Estúdio vol.6 no.12 Lisboa dez. 2015

 

ARTIGOS ORIGINAIS

ORIGINAL ARTICLES

"Pintura Habitada" de Helena Almeida: entre um antes e um depois

"Pintura Habitada" from Helena Almeida: between before and after

 

Lara Vanessa Casal Pires*

*Portugal, investigadora e performer. Licenciatura em Artes Performativas pela Escola Superior de Tecnologias e Artes de Lisboa (ESTAL) e Mestrado em Filosofia com especialização em Estética pela Faculdade de Ciências Sociais e Humanas (FCSH) da Universidade Nova de Lisboa (UNL).

AFILIAÇÃO: Universidade de Lisboa, Faculdade de Letras, Doutoranda em Artes (Artes Performativas e da Imagem em Movimento). Alameda da Universidade, 1600-214, Lisboa, Portugal.

 

Endereço para correspondência

 

RESUMO:

O objecto de análise deste artigo é a série: Pintura Habitada criada por Helena Almeida em 1975. A discussão desta série é tecida em torno da exploração do acto performativo da artista e ao mesmo tempo do observador como co-fabricante do sentido da obra. A reflexão teórica desenvolver-se-à em articulação com a Lógica da Sensação de Deleuze.

Palavras chave: Imagens, pintura, fotografia, observador e performer.

 

ABSTRACT:

The subject of this article is the series: Painting Inhabited created by Helena Almeida in 1975. The discussion in this series is woven around the exploration of the performative Act of the artist at the same time, the observer as co-manufacturer of the meaning of the work. The theoretical reflection to develop in conjunction with the logic of sense of Deleuze.

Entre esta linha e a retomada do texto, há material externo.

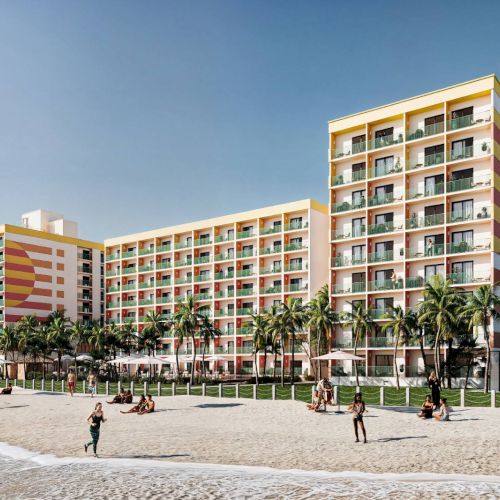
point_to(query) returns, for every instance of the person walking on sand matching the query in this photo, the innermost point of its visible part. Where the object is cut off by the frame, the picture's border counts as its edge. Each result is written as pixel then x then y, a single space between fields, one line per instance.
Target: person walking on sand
pixel 92 381
pixel 435 387
pixel 358 408
pixel 95 419
pixel 71 382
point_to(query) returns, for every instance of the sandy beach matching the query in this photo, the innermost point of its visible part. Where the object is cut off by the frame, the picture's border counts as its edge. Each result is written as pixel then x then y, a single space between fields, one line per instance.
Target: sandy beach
pixel 278 434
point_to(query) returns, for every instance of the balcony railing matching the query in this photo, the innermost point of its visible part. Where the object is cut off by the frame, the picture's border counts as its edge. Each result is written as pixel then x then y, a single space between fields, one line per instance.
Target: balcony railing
pixel 342 234
pixel 348 261
pixel 465 246
pixel 428 161
pixel 427 221
pixel 468 183
pixel 356 287
pixel 349 177
pixel 474 151
pixel 381 285
pixel 428 130
pixel 345 206
pixel 479 118
pixel 425 191
pixel 461 216
pixel 382 142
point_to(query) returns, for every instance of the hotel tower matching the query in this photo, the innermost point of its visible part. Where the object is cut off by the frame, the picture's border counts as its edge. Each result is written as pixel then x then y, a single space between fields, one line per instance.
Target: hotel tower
pixel 235 266
pixel 413 193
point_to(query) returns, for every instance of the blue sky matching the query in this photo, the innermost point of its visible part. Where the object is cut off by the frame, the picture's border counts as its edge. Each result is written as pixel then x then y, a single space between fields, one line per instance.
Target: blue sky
pixel 127 116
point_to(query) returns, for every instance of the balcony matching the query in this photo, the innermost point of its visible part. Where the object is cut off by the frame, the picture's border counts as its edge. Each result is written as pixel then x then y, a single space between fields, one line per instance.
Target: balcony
pixel 462 216
pixel 429 161
pixel 383 142
pixel 381 341
pixel 471 277
pixel 296 226
pixel 296 288
pixel 202 242
pixel 245 311
pixel 163 265
pixel 350 149
pixel 475 151
pixel 221 238
pixel 243 254
pixel 422 222
pixel 183 262
pixel 270 250
pixel 383 285
pixel 245 234
pixel 433 251
pixel 468 183
pixel 270 230
pixel 356 287
pixel 270 270
pixel 340 261
pixel 270 290
pixel 480 118
pixel 385 227
pixel 427 131
pixel 345 206
pixel 294 247
pixel 164 283
pixel 163 248
pixel 357 232
pixel 386 256
pixel 426 191
pixel 245 273
pixel 202 260
pixel 383 199
pixel 348 178
pixel 224 276
pixel 466 247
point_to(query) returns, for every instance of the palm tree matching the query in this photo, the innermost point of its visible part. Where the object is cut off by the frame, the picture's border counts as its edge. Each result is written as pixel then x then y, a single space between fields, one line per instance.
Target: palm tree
pixel 78 334
pixel 208 332
pixel 361 323
pixel 321 322
pixel 188 319
pixel 479 310
pixel 439 309
pixel 26 329
pixel 59 337
pixel 293 319
pixel 401 325
pixel 259 331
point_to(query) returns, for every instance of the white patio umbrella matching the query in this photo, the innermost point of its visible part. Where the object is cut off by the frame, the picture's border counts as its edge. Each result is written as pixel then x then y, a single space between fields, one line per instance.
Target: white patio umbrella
pixel 339 356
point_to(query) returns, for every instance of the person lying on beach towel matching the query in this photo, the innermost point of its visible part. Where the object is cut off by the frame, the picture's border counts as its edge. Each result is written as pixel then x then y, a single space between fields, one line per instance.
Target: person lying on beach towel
pixel 138 407
pixel 7 390
pixel 150 406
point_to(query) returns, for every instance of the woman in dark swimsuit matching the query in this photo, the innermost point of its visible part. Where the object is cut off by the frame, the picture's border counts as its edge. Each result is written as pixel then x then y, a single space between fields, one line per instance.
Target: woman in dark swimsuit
pixel 95 419
pixel 357 407
pixel 435 387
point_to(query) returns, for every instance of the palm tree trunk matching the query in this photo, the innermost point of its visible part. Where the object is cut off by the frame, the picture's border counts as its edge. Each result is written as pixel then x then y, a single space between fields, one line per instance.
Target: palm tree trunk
pixel 395 361
pixel 488 358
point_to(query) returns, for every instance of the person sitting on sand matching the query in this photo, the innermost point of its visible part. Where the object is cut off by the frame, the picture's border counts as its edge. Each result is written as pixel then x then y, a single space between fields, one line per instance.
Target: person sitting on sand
pixel 150 406
pixel 128 397
pixel 443 415
pixel 138 407
pixel 7 390
pixel 426 409
pixel 118 399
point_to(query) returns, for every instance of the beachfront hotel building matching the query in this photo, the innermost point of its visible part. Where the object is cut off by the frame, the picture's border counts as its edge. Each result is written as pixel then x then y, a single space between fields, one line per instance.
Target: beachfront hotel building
pixel 413 193
pixel 44 267
pixel 235 266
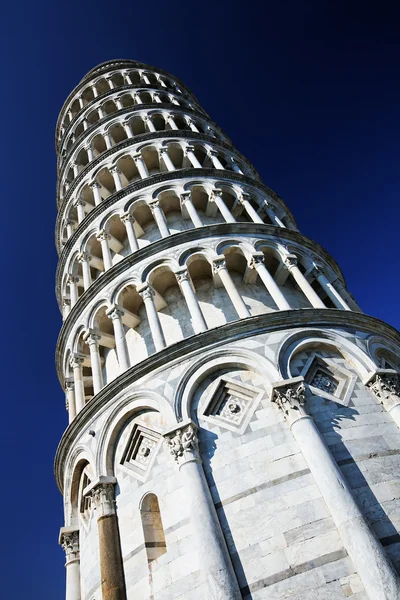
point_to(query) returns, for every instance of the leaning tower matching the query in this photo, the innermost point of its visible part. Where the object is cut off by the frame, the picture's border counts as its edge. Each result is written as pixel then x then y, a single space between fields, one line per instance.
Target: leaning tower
pixel 233 414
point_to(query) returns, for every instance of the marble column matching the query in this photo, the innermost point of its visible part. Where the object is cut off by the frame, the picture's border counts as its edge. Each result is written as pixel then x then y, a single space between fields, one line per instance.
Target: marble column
pixel 84 259
pixel 79 204
pixel 141 165
pixel 218 574
pixel 244 199
pixel 103 236
pixel 157 334
pixel 115 313
pixel 159 217
pixel 92 339
pixel 213 154
pixel 95 187
pixel 116 174
pixel 163 154
pixel 216 196
pixel 73 289
pixel 186 201
pixel 329 289
pixel 128 129
pixel 373 566
pixel 76 362
pixel 385 384
pixel 69 540
pixel 197 318
pixel 128 220
pixel 111 565
pixel 257 263
pixel 189 152
pixel 311 295
pixel 70 399
pixel 219 268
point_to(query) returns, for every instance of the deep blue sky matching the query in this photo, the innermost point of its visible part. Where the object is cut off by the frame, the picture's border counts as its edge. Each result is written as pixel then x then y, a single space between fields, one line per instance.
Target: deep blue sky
pixel 308 91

Keywords: Pictures, painting, photography, observer and performer.

 

Introdução

Em 1975 Helena Almeida cria uma série: Pintura Habitada (acrílico sobre fotografia a preto e branco). Uma série que convida o olhar e a perceção do observador através de um percurso próprio podendo ser experienciado como que uma colagem fragmentária da investigação feita pela autora.

O presente artigo irá analisar esta série atendendo ao ato performativo, dentro da obra, que permite ao observador reconhecer e construir imagens durante a sua observação através da composição. Este artigo irá descrever como a abordagem performativa da autora possibilita um papel de observador co-fabricante de sentido da obra.

Como ponto de partida, e do mesmo modo que Deleuze em Lógica da sensação, o presente artigo descreve o erro de se "acreditar que o pintor está diante de uma superfície branca (–) (onde) poderia reproduzir um objeto exterior" (Deleuze, 2011: 151) uma vez que na experimentação da criação a "superfície branca" do corpo em performance está cheia. Assim, propõe-se que o performer tal como Bacon, em Deleuze, delimita através de um "trabalho preparatório" (Deleuze, 2011: 169) o "surgimento de um outro mundo" (Deleuze, 2011: 171) feito de acidentes e de acaso a que Bacon chama de "diagrama" (Deleuze, 2011: 123), "como uma catástrofe que ocorre sobre a tela" (Deleuze, 2011: 170). Na criação em performance, dentro de uma "zona controlada", o performer articula simultaneidades em trânsito, tal como o ato de pintar é precedido por um "trabalho preparatório invisível e silencioso" (Deleuze, 2011: 169). O momento informado e marcado pela passagem, isto é, na evidência do deslocamento ocorrido entre um antes e um depois a análise do corpo do performer pode esclarecer quais as ligações estabelecidas entre a experiência do corpo e a experimentação na criação de Pintura Habitada.

 

1. Documentar um gesto e pintar sobre uma fotografia

Helena Almeida (n. 1934) cria em 1975 uma série de sete fotografias a preto e branco e pintura acrílica azul (46 x 40 cm cada) intitulada Pintura Habitada. Nesta série a artista reflecte sobre a potencialidade da pintura insistindo na relação entre quem pinta e a pintura em si, e não na apresentação de algo que revele o que é específico do "fazer" da pintura. Helena Almeida cria em Pintura Habitada uma pintura através de uma acção pictórica posterior ao registo fotográfico, compondo materialmente um documento de um gesto encenado e dirigido para o espaço de observação.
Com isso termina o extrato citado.